Ia menatap box itu ragu, membuat gue gregetan ingin membukanya langsung, tapi gue jelas harus sabar, nanti jadi nggak asik kalau gue yang buka.

"Buka, Ka." Cetus gue, yang dianggukinya.

"Ini buat aku, kak?" Tanyanya, yang gue angguki.

"Iya. Makanya buka."

"Asik!" Senyumnya. "Makasih ya, kak!"

"Sama sama. Udah buka gih."

Perlahan, ia membukanya. Dan ketebak, pupil matanya membesar begitu melihat isi dari box sepatu tersebut.

"I-Ini..." Lirih Kaka, sembari mengeluarkan sepasang sepatu putih dari dalam box. "Ini sepatunya beneran buat aku, kak?"

Gue mengangguk.
"Beneran. Senang, nggak?"

"Senang banget, kak!" Senyumnya lebar, namun kemudian meninggalkan sepatunya begitu saja, dengan cepat menghampiri gue, memeluk gue lebih erat daripada tadi. "Makasih banyak, kak! Aku sayang kakaaak!"

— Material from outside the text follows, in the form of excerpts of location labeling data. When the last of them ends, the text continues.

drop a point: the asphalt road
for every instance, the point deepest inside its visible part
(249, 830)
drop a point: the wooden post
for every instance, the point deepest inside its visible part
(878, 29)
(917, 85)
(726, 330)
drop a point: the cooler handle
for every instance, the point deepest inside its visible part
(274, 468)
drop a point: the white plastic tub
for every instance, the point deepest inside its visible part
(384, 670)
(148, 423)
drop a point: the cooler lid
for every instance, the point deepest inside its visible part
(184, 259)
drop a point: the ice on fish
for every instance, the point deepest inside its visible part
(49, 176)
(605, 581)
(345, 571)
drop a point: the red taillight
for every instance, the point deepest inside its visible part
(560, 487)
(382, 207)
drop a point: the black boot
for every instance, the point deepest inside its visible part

"Iya, sama sama. Nanti dipakai ke sekolah, ya?" Tanya gue, yang mau nggak mau kali ini tertawa kecil akibat tingkahnya. "Habis sepatu lo buluk gitu."

"Iya! Nanti kupamerin sama teman temanku sepatunya! Sepatu biru itu kan bekas kak Cal, jadi buluk." Senyumnya, kali ini menatap gue. "Kakak, boleh cium, nggak?"

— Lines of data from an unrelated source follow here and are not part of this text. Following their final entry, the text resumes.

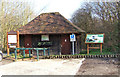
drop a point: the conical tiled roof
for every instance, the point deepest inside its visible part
(49, 23)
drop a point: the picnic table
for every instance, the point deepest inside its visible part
(37, 49)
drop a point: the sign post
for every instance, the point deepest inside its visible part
(94, 39)
(73, 39)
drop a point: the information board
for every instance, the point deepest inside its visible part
(94, 38)
(12, 38)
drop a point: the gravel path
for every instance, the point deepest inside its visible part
(103, 66)
(42, 67)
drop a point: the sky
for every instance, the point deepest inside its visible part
(64, 7)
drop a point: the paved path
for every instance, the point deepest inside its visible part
(42, 67)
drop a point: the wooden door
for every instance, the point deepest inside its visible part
(65, 45)
(28, 42)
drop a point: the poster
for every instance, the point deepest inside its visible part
(94, 38)
(45, 38)
(12, 38)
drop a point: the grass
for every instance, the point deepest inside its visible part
(97, 52)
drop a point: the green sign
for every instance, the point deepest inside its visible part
(94, 38)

"Cium?" Tanya gue, heran. "Cium apanya?"

"Pipinya." Senyumnya, yang membuahkan anggukan pelan dari gue. Karena faktanya, gue masih suka dicium sama siapapun itu, sampai sekarang.

Perlahan, makhluk kecil di pangkuan gue mencium kedua pipi gue, lantas kembali memeluk gue setelahnya.

"Makasih kakak! Aku janji, kalau aku udah gede terus punya uang sendiri, aku bakal beliin apa aja yang kakak mau!" Ujarnya, "Semuanya, kak!"

"Serius, nih?" Tanya gue, yang dianggukinya.

Iseng, ah.

"Kalau gue maunya lo jadi dokter juga, gimana?" Tanya gue lagi, membuatnya terdiam sesaat.

"Um..." Gumamnya. "Mau deh, kak."

"Ngaco." Tawa gue, membuatnya ikut tertawa.

"Serius kak, kalau kakak jadi dokter, aku mau jadi dokter juga!" Senyumnya, yang tentu keseriusannya dipertanyakan.

"Katanya waktu itu benci matematika?" Goda gue.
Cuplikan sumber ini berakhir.